July 25, 2017; Indian Country Today

Despite the efforts by U.S. House appropriators to limit dramatic cuts before recess to American Indian programs proposed by the Trump administration, House Majority Leader Paul Ryan said the plan is to focus on a smaller spending bill emphasizing security issues, much to the chagrin of some other legislators, including some from his own party.

Appropriations approved a 2018 spending bill that would have increased Indian programs at the U.S. Department of the Interior by $10 million and the Indian Health Service by $97 million. House leaders told the Committee on Appropriations that their bill was being put on hold until after the House summer recess because they feared not enough Republican votes existed to pass the measure.

Trump’s plan calls for the elimination of approximately 241 Bureau of Indian Affairs positions. Indian education would lose $64.4 million, and funding to Indian social service, welfare assistance, and the Indian Child Welfare Act would drop by $23.3 million. Support for tribal justice programs would lose $21.4 million, and the $8 million housing program would be eliminated altogether. Other cuts: construction by $50.3 million, real estate services by $17.4 million, natural resource management programs by $27.3 million, and the Tribal Climate Resilience Awards will lose all its funding.

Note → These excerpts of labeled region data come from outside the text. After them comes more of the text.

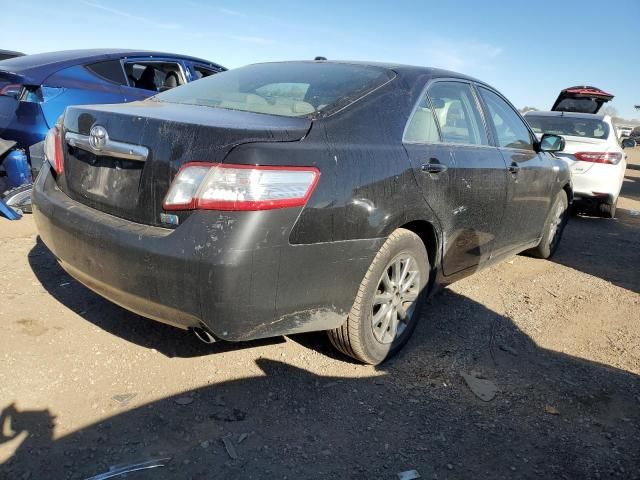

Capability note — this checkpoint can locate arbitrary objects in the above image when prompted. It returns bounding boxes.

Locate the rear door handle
[421,163,447,174]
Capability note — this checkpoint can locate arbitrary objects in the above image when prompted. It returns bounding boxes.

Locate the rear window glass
[525,115,609,140]
[153,62,393,117]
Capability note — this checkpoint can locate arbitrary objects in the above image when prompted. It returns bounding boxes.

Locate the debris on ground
[544,405,560,415]
[398,470,420,480]
[498,345,518,357]
[87,457,171,480]
[222,437,240,460]
[460,372,498,402]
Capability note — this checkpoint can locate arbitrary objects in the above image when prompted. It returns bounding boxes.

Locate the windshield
[525,115,609,140]
[153,62,393,117]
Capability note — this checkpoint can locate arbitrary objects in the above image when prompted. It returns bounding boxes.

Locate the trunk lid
[551,85,613,113]
[58,100,311,227]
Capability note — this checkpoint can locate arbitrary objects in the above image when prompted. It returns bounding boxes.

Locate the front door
[478,86,555,255]
[404,80,507,276]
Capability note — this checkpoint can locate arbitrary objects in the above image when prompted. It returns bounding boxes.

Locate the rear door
[404,80,507,276]
[551,85,613,113]
[477,86,556,255]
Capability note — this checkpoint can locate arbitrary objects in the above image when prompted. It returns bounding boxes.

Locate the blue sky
[5,0,640,118]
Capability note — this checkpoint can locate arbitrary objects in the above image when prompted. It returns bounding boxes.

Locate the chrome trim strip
[64,132,149,162]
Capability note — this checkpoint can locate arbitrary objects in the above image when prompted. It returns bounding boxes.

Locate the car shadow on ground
[551,209,640,293]
[0,284,640,479]
[28,237,284,358]
[552,164,640,293]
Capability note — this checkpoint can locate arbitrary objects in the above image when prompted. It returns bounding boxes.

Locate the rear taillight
[44,127,64,175]
[163,163,320,210]
[0,83,22,98]
[574,152,622,165]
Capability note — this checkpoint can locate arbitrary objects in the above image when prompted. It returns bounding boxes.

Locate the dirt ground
[0,148,640,479]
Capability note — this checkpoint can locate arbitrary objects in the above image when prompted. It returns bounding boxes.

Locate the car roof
[524,110,606,120]
[0,49,24,57]
[0,48,220,82]
[250,60,487,85]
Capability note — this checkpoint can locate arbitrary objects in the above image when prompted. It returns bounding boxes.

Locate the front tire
[529,190,569,258]
[328,228,430,365]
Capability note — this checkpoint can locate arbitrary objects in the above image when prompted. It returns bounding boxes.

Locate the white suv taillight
[44,127,64,175]
[163,163,320,210]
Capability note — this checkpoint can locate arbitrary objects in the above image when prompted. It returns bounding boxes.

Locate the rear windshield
[525,115,609,140]
[153,62,394,117]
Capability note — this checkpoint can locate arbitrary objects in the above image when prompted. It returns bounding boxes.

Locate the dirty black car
[34,61,572,364]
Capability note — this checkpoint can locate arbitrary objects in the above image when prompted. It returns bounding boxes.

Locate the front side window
[526,115,609,140]
[427,82,489,145]
[404,95,440,143]
[153,62,394,117]
[478,87,533,150]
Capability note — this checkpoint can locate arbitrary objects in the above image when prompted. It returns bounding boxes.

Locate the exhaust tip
[191,327,216,345]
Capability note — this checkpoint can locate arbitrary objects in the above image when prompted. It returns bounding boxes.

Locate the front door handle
[421,163,447,174]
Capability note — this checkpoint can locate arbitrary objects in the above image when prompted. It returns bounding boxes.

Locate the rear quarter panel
[41,65,124,127]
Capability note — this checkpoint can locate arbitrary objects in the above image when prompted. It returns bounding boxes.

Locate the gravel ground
[0,148,640,479]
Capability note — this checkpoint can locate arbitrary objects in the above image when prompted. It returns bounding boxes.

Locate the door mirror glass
[539,133,564,152]
[622,138,636,148]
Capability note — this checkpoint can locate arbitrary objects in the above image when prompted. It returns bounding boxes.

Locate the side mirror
[622,138,636,148]
[538,133,564,152]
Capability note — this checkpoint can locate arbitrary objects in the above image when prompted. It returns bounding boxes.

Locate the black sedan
[34,61,572,364]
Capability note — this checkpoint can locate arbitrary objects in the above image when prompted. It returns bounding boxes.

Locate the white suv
[525,86,635,218]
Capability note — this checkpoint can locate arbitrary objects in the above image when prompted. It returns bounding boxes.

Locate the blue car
[0,49,226,155]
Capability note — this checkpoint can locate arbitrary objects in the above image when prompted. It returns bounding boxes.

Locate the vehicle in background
[525,111,633,218]
[615,125,633,140]
[33,61,572,364]
[0,49,225,155]
[0,50,24,61]
[551,85,613,113]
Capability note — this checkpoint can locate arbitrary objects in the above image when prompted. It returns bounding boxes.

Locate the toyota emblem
[89,125,109,151]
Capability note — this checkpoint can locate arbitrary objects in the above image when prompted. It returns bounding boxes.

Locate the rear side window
[85,60,127,85]
[154,62,394,117]
[479,87,533,150]
[526,115,609,140]
[124,60,186,92]
[427,82,489,145]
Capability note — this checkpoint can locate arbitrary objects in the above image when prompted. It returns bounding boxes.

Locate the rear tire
[2,183,33,213]
[528,190,569,258]
[598,198,618,218]
[328,228,430,365]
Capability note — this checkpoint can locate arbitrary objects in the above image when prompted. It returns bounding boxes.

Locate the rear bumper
[571,164,626,203]
[33,169,384,340]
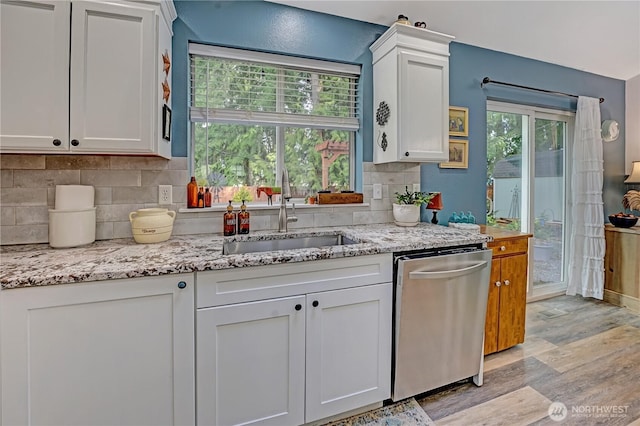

As the appropriations process in Congress proceeded, Secretary of the Interior Ryan Zinke continued to champion President Trump’s proposed budget. “This is what a balanced budget looks like,” Zinke has said at various congressional hearings. Throughout his congressional testimony, he has reiterated that he believes American people want a balanced budget and that Trump’s plan will make it happen in 10 years. Zinke has not made it clear if this is a raw one-time reduction, if cuts would continue, or if funding would eventually increase again over the next nine years in the plan.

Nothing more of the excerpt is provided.